Everyone can understand the motivation behind Solvency II, with its focus on corporate risk management, corporate governance and transparency in financial reporting. After all, we have seen several examples from recent history of famous-name companies bankrupted, or brought close to bankruptcy, because of inadequate controls at the corporate level. What makes that even sadder is that in most cases the great majority of divisions within the company were healthily profitable: the company was devastated by the misdeeds of a single rogue division.

So Solvency II is a well-understood necessity and not a resented piece of bureaucratic interference. But can it be achieved by October 2012?

Experience - for example from Basel II in the banking world - shows that three years is in reality a tight timescale in which to design, test and implement the kind of new enterprise-spanning IT systems that will be needed simply to achieve the most basic compliance. And of course IT systems are by no means the only elements requiring change. Many business processes and practices will also have to be modified, in some cases drastically.

So one key message has to be - if you haven't got your Solvency II programme in place, get started right now as a matter of urgency.

But even more important than when you do it, is how you do it. That is because, with the right approach, a Solvency II programme can be the very opposite of a major cost burden. It can be one of your greatest ever sources of additional profit. Why is this so? Well, just reflect that insurance is arguably the information business par excellence - and has been ever since it was invented a few centuries ago. Clearly the rise of the actuarial profession has led over time to information ever more detailed and comprehensive, and to ever smarter ways of using that information for business profitability. And because the requirements of Solvency II apply to the business as a whole, not just the individual business units, they present insurance companies with an unparalleled opportunity to review not just corporate risk but also profitability across the business.

Intelligently designed and implemented, the kind of corporate information warehouse you will need to satisfy the new requirements will also enable you to analyse product profitability and client segment profitability on a consistent and ongoing basis. It will also inevitably highlight many opportunities for cross-selling and also, in many cases, expose gaps in your portfolio that could profitably be filled by new products.

As with any major programme of business change, stakeholder engagement will be key to success. In particular, the board of directors and senior managers from across the business will need to understand the requirements, implications and opportunities within Solvency II. And, as with all programmes of this magnitude, you will need to seek and obtain a high-level executive sponsor.

There is also the practical problem of how to get such a programme up and running - and completed by a fixed and legally unalterable deadline?

In theory you could carry the whole burden yourself with your existing staff. However experience of other regulatory compliance programmes suggests that although this can succeed, it's not easy to address such a major challenge while continuing with the day job.

A second option is to recruit additional staff with the right knowledge or experience of insurance, compliance, change programmes and enterprise-wide IT. However you will find that the iron laws of supply and demand (for skilled staff) are very much against you. Those companies who started their Solvency II programmes early have already scooped most of the skilled talent.

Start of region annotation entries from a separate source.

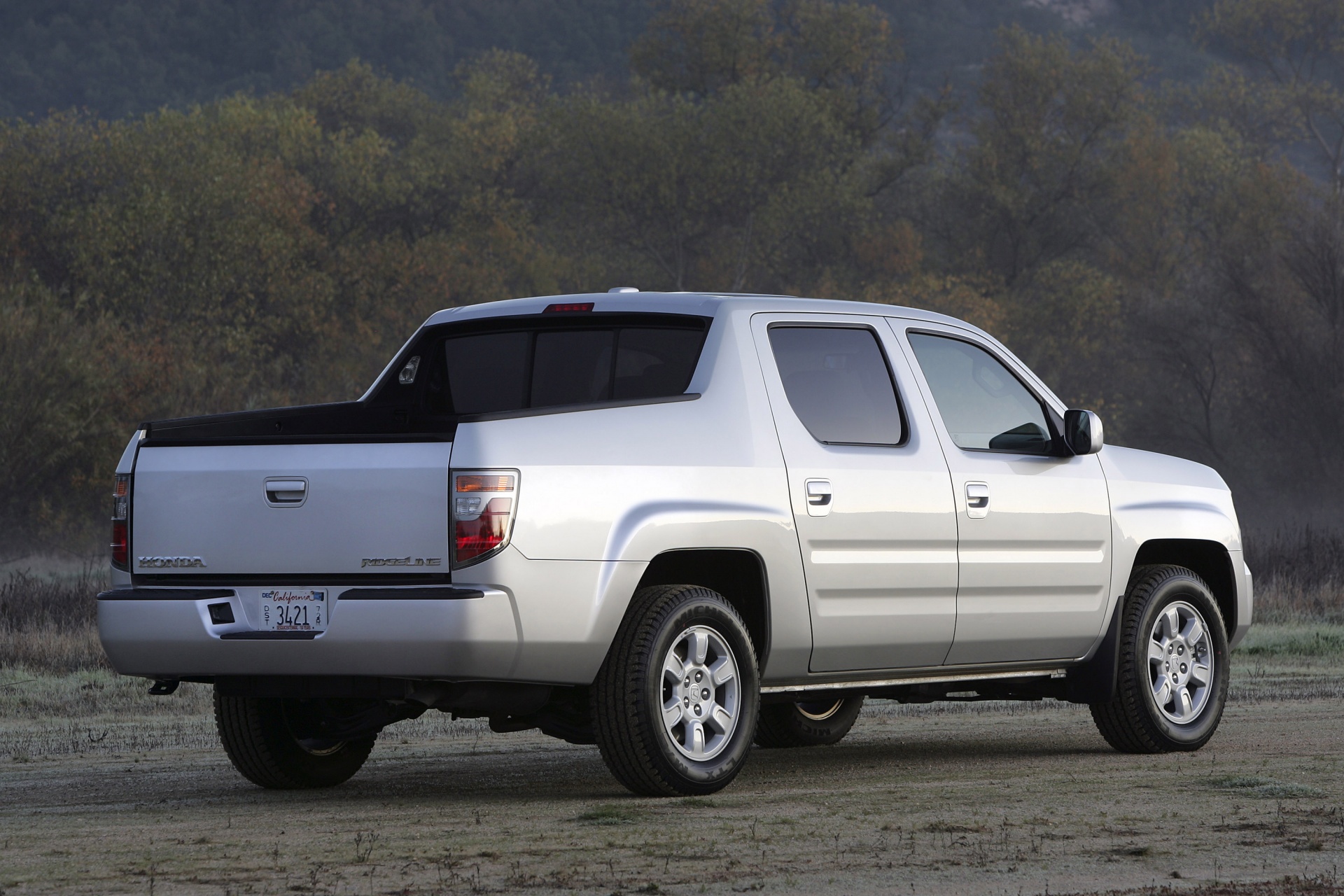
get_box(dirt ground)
[0,642,1344,895]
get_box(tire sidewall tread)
[593,584,760,797]
[1091,566,1230,754]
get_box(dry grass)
[0,566,108,674]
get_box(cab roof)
[425,291,997,341]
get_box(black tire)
[593,584,761,797]
[755,694,863,750]
[215,693,378,790]
[1091,566,1230,754]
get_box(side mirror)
[1065,411,1105,454]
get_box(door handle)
[802,479,831,516]
[966,482,989,520]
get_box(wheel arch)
[637,548,770,669]
[1130,539,1238,639]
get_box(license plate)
[260,589,327,631]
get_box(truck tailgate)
[130,442,451,578]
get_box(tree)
[1200,0,1344,192]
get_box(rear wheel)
[757,694,863,747]
[1091,566,1228,752]
[593,584,760,797]
[215,693,378,790]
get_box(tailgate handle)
[266,479,308,506]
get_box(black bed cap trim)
[337,586,485,601]
[98,589,235,601]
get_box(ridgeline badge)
[359,557,444,568]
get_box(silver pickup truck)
[98,288,1252,795]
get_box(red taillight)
[111,474,130,570]
[111,520,130,570]
[454,498,513,563]
[449,470,517,568]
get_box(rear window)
[442,318,704,414]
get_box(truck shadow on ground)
[219,722,1118,805]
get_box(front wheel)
[1091,566,1228,752]
[593,584,761,797]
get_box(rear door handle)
[802,479,831,516]
[966,482,989,520]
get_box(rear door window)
[444,318,706,414]
[770,326,906,444]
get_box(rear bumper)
[98,586,522,680]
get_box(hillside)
[0,0,1205,118]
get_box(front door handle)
[802,479,831,516]
[966,482,989,520]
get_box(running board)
[761,669,1068,693]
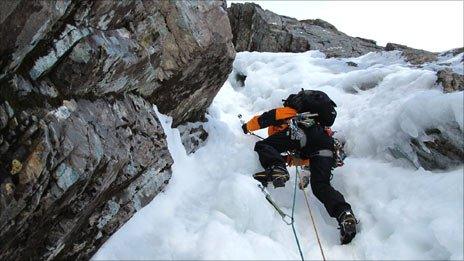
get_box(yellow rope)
[296,168,327,261]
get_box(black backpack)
[283,89,337,127]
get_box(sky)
[227,0,464,52]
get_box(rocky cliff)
[0,0,235,259]
[228,3,464,170]
[228,3,450,65]
[228,3,383,57]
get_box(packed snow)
[93,51,464,260]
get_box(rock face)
[437,68,464,92]
[228,3,383,57]
[385,43,438,65]
[411,123,464,170]
[0,0,235,259]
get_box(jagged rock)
[385,43,438,65]
[178,122,208,154]
[0,0,235,125]
[228,3,383,57]
[0,95,172,258]
[437,68,464,92]
[346,61,358,67]
[0,0,235,260]
[411,124,464,170]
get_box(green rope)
[292,166,304,261]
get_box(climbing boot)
[338,210,358,245]
[298,172,309,190]
[253,171,272,187]
[268,165,290,188]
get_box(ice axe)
[237,114,264,140]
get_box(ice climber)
[242,90,357,244]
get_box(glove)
[286,156,309,166]
[242,123,248,134]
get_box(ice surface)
[93,51,464,260]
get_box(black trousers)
[255,126,351,218]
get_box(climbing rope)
[298,167,326,261]
[292,167,304,261]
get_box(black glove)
[242,123,248,134]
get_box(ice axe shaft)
[237,114,264,140]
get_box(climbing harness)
[258,184,293,225]
[258,166,304,261]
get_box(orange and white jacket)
[246,107,297,136]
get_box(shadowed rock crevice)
[0,0,235,259]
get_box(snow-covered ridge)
[94,51,464,260]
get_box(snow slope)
[94,51,464,260]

A third option is of course to work with external partners. Fortunately most major (and some minor) consultancies have been quick to realise the importance of the issue, to study it in depth, and develop carefully designed programmes that they can offer to clients almost on an out-of-the-box basis. Good news, surely, for hard-pressed CIOs - as is the fact that the technology to implement a Solvency II programme is there, and not waiting to be invented. And the same applies to the tools and techniques - the route-map if you like - required to put the new processes and new technology in place. No-one is asking the CIO to explore and tame virgin territory, alone and unaided.

So my advice is first, take the trouble to understand how Solvency II can mean profit, not cost, for your business. Second, think hard about using existing staff, new staff or external partners. And third - if you haven't done so already, act urgently to get your Solvency II programme up and running.